Working with the Warehouse Workers Resource Center, the workers’ concerns about health, safety and hostile working conditions were summarized in a 2014 class action lawsuit citing violations of Los Angeles’ living wage law. In November, they got the state Occupational Safety and Health Administration to issue citations against the company. “The retaliation we are experiencing has been ongoing,” said longtime worker Victor Gonzales, adding, “but our fight will go on, past May 1, until we win.” (warehouseworkers.org, April 6)
When 26,000 faculty members in the 23-campus California State University system organized to strike in mid-April for higher pay in a three-year contract, administrators at CSU blinked. This came after an independent report in late March supported the California Faculty Association’s demand for a 5 percent raise in 2014-15, countering the administration’s offer of 2 percent. The 5 percent increase takes effect June 30, followed by a 2 percent increase for 2015-16 on July 1. So salaries for tenured-track faculty, lecturers with temporary contracts, librarians, counselors and coaches will increase 7 percent this summer. During 2016-17, teaching staff will receive a 3.5 percent increase, with about half the staff receiving an additional 2.7 percent tied to years of service. The only concession was changing the requirement for vesting in the pension plan from five to 10 years.
“What the CSU faculty have done is historic. We avoided the largest strike in U.S. higher education ever,” said CFA President Jennifer Eagan, referring to CSU’s 460,000 student body. (AP, April 8)
Some 5,000 active and retired coal miners marched through the streets of Waynesburg, Pa., on April 1 to safeguard their jobs and pensions threatened when five coal companies filed for bankruptcy in 2015. When a company files for bankruptcy, it can petition the court for relief from paying pensions as part of its debt restructuring. This allows firms to back out of collective bargaining agreements, laying off workers and stealing pay they have already earned.
Coal miners, organized by the Mine Workers (UMWA), were bused in from neighboring states to demonstrate the power of organized labor and show solidarity. Mine Workers’ spokesperson Phil Smith said, “Our message is companies can file papers and judges can make decisions, but we’re the ones that make the decision whether to work under an agreement.” (powersource.post-gazette.com, April 1)
An important precedent was set in 2015 when Patriot Coal tried to nullify its collective bargaining contract through bankruptcy. The UMWA threatened to strike, forcing the company to negotiate a new contract with pensions mostly intact. (wvmetronews.com, June 3, 2015)
Equal Pay Day, April 12, marks the extra 103 days the average woman needs to work to earn as much as a white man during the past year. Though women are half the workforce and earn more college degrees than men, the typical full-time, year-round white woman worker only earns 79 cents to a white male worker’s $1. But women of color and mothers earn even less: Black women earn only 60 cents and Latinas only 55 cents, respectively, while mothers earn only 73 cents compared to fathers. The National Committee on Pay Equity notes that over the course of their working life, women stand to lose at least $250,000 because of such wage theft, which profoundly affects the quality of life of working families.

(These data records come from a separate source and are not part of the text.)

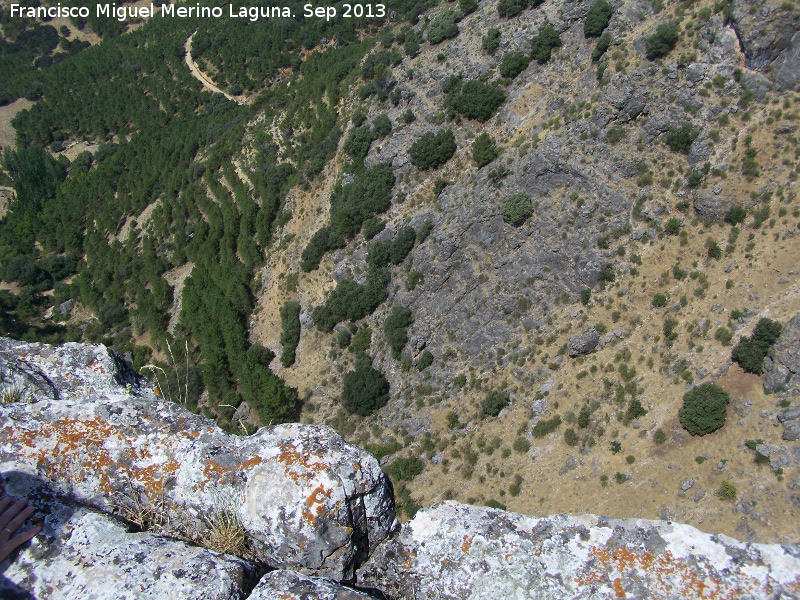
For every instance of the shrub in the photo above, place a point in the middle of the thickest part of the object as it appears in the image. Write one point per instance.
(659, 437)
(443, 27)
(570, 437)
(517, 208)
(372, 227)
(511, 8)
(727, 491)
(361, 340)
(680, 139)
(601, 47)
(382, 125)
(543, 44)
(543, 427)
(478, 100)
(483, 150)
(394, 327)
(662, 42)
(737, 214)
(704, 409)
(673, 226)
(521, 445)
(358, 142)
(597, 19)
(750, 352)
(405, 469)
(491, 41)
(425, 360)
(290, 336)
(513, 64)
(365, 389)
(343, 339)
(432, 151)
(723, 335)
(467, 6)
(494, 402)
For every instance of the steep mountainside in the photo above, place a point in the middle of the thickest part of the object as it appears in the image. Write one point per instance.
(496, 244)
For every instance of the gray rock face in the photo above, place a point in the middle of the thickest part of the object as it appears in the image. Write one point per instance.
(783, 363)
(288, 585)
(456, 551)
(83, 554)
(583, 343)
(309, 499)
(769, 37)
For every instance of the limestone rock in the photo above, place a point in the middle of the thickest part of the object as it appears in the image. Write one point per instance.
(72, 370)
(583, 343)
(84, 554)
(783, 363)
(289, 585)
(310, 500)
(456, 551)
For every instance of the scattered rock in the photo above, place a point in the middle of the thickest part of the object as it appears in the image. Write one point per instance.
(457, 551)
(583, 343)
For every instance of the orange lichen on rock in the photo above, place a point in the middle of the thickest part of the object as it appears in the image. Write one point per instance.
(318, 497)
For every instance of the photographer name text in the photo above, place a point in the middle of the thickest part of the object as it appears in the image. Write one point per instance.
(167, 11)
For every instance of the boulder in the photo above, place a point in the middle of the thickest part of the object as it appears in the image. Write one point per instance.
(308, 499)
(83, 554)
(782, 364)
(583, 343)
(458, 551)
(289, 585)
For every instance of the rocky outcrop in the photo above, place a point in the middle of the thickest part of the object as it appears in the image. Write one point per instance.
(289, 585)
(457, 551)
(85, 554)
(583, 343)
(770, 39)
(783, 363)
(307, 498)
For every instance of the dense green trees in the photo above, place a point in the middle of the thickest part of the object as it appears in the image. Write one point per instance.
(483, 150)
(517, 208)
(750, 352)
(544, 42)
(431, 151)
(704, 409)
(443, 27)
(662, 41)
(290, 336)
(365, 389)
(597, 19)
(395, 326)
(513, 64)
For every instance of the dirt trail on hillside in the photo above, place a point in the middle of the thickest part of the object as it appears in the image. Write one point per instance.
(197, 74)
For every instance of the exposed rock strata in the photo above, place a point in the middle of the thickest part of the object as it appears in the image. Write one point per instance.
(457, 551)
(309, 499)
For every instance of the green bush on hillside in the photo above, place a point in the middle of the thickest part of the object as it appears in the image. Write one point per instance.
(495, 402)
(516, 209)
(597, 19)
(290, 336)
(483, 150)
(432, 151)
(394, 327)
(750, 352)
(443, 27)
(704, 409)
(543, 43)
(513, 64)
(662, 41)
(365, 389)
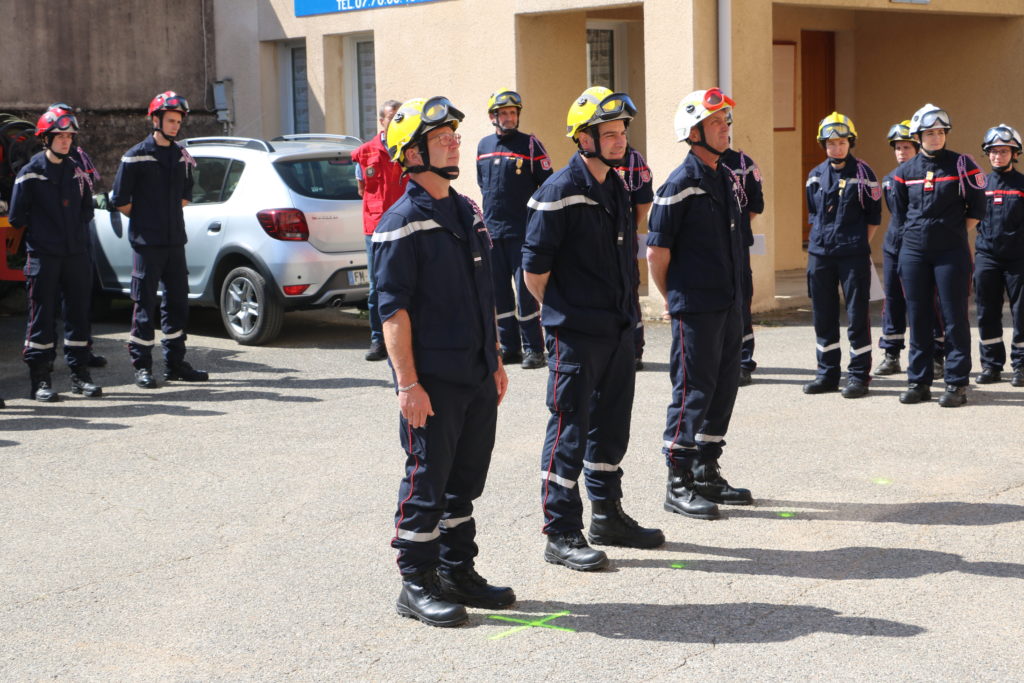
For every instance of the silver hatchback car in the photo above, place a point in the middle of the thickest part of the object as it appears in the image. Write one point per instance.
(272, 226)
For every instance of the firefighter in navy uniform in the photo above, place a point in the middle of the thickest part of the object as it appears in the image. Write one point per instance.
(580, 262)
(845, 208)
(640, 185)
(893, 337)
(52, 200)
(998, 263)
(153, 184)
(510, 166)
(431, 253)
(939, 197)
(695, 254)
(750, 176)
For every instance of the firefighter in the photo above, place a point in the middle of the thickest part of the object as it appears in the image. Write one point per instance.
(939, 199)
(845, 210)
(510, 166)
(998, 262)
(52, 200)
(153, 185)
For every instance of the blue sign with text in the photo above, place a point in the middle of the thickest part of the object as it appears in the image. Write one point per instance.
(310, 7)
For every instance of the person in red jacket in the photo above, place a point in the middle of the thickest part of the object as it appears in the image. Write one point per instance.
(381, 183)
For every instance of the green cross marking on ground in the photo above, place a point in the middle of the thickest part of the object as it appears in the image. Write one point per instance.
(541, 623)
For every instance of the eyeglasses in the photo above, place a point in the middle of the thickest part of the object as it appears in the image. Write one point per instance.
(934, 119)
(613, 104)
(446, 139)
(836, 130)
(439, 110)
(716, 99)
(508, 98)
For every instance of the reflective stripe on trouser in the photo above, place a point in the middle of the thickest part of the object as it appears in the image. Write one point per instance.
(49, 281)
(153, 266)
(445, 467)
(992, 276)
(590, 395)
(518, 314)
(747, 348)
(922, 273)
(824, 275)
(705, 370)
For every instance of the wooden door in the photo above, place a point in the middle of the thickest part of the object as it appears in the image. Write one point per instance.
(817, 89)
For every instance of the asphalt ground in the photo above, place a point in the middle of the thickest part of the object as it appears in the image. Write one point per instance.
(239, 529)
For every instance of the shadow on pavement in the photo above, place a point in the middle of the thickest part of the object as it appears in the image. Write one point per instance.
(838, 564)
(729, 623)
(954, 513)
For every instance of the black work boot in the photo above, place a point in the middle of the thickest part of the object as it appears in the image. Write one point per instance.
(144, 378)
(421, 599)
(682, 498)
(889, 366)
(989, 376)
(81, 382)
(42, 388)
(821, 385)
(710, 484)
(571, 550)
(915, 393)
(952, 396)
(610, 526)
(468, 588)
(184, 373)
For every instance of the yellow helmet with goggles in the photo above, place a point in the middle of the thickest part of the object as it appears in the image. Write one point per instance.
(507, 97)
(598, 104)
(413, 121)
(837, 125)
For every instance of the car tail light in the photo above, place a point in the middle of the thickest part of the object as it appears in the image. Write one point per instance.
(289, 224)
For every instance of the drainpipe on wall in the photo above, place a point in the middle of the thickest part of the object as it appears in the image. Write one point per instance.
(725, 46)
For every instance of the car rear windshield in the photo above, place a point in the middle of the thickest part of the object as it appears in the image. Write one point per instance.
(328, 178)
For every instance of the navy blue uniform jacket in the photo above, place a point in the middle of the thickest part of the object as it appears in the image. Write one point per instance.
(750, 176)
(1000, 233)
(505, 191)
(696, 216)
(840, 207)
(583, 232)
(930, 204)
(439, 272)
(154, 180)
(53, 202)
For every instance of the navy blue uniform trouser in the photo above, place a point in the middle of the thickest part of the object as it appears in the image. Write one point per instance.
(922, 273)
(48, 280)
(747, 349)
(824, 275)
(894, 311)
(376, 330)
(518, 324)
(446, 464)
(992, 276)
(705, 369)
(590, 395)
(155, 266)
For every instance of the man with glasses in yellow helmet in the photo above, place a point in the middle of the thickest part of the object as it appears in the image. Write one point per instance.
(939, 197)
(894, 306)
(998, 264)
(510, 166)
(579, 258)
(432, 258)
(694, 251)
(844, 205)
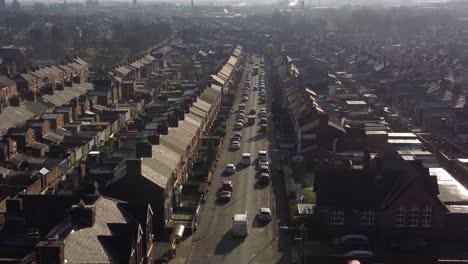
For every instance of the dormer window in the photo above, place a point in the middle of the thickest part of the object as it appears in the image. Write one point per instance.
(426, 217)
(413, 219)
(400, 216)
(336, 216)
(367, 216)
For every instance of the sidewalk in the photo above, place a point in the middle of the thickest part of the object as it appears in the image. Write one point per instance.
(183, 252)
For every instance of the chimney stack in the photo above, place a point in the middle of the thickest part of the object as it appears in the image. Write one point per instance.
(50, 252)
(154, 139)
(83, 215)
(133, 167)
(144, 150)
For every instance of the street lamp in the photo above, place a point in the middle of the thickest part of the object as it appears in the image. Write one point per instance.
(302, 238)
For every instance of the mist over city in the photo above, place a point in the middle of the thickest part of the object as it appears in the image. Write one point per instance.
(233, 131)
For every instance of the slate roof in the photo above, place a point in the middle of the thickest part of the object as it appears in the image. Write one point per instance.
(63, 97)
(14, 116)
(4, 81)
(91, 245)
(159, 170)
(38, 107)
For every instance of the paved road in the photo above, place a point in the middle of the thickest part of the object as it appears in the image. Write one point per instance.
(218, 245)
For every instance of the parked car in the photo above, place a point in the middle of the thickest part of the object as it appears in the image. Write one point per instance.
(264, 214)
(226, 186)
(238, 126)
(264, 178)
(224, 195)
(264, 168)
(235, 145)
(246, 158)
(230, 168)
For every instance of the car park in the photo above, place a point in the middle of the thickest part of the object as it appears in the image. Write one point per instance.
(246, 159)
(238, 125)
(264, 214)
(235, 145)
(230, 168)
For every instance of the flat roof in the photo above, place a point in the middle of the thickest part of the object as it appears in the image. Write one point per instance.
(404, 141)
(401, 135)
(355, 102)
(451, 190)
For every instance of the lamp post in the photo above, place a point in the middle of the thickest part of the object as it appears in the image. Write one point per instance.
(302, 238)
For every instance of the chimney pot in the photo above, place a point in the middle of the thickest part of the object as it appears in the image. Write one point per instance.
(83, 215)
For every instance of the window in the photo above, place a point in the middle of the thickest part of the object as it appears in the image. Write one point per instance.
(367, 216)
(426, 219)
(400, 216)
(336, 216)
(413, 219)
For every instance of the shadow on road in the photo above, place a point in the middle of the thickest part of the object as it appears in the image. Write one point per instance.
(256, 138)
(221, 202)
(227, 244)
(240, 166)
(260, 185)
(258, 224)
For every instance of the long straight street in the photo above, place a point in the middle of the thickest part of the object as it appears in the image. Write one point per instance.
(216, 244)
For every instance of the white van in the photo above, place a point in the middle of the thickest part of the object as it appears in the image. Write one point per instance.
(246, 159)
(240, 225)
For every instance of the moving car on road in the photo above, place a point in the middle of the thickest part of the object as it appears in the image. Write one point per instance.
(251, 119)
(264, 178)
(226, 186)
(246, 158)
(264, 214)
(240, 225)
(230, 168)
(238, 126)
(235, 145)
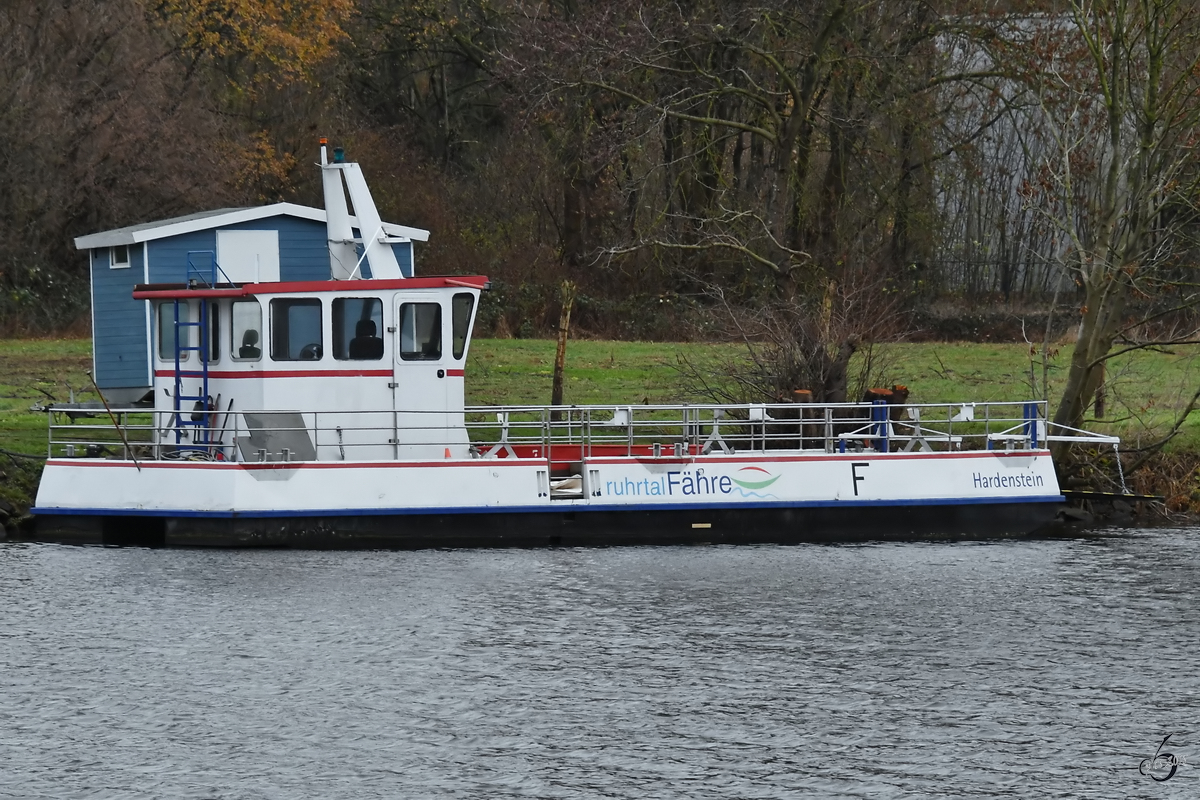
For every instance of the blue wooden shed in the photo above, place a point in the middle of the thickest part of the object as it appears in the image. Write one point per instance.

Every year women’s, organized labor and legal groups demand an end to this blatant discrimination and outright greed by capitalist companies. Even though the Equal Pay Act was passed in 1963, employers have not complied, so other bills have been passed, or are pending, to end this inequality. The Economic Policy Institute’s 12-point agenda focuses on the needs of low – and medium-wage women workers (most are women of color) to end this obvious form of ruling-class criminality.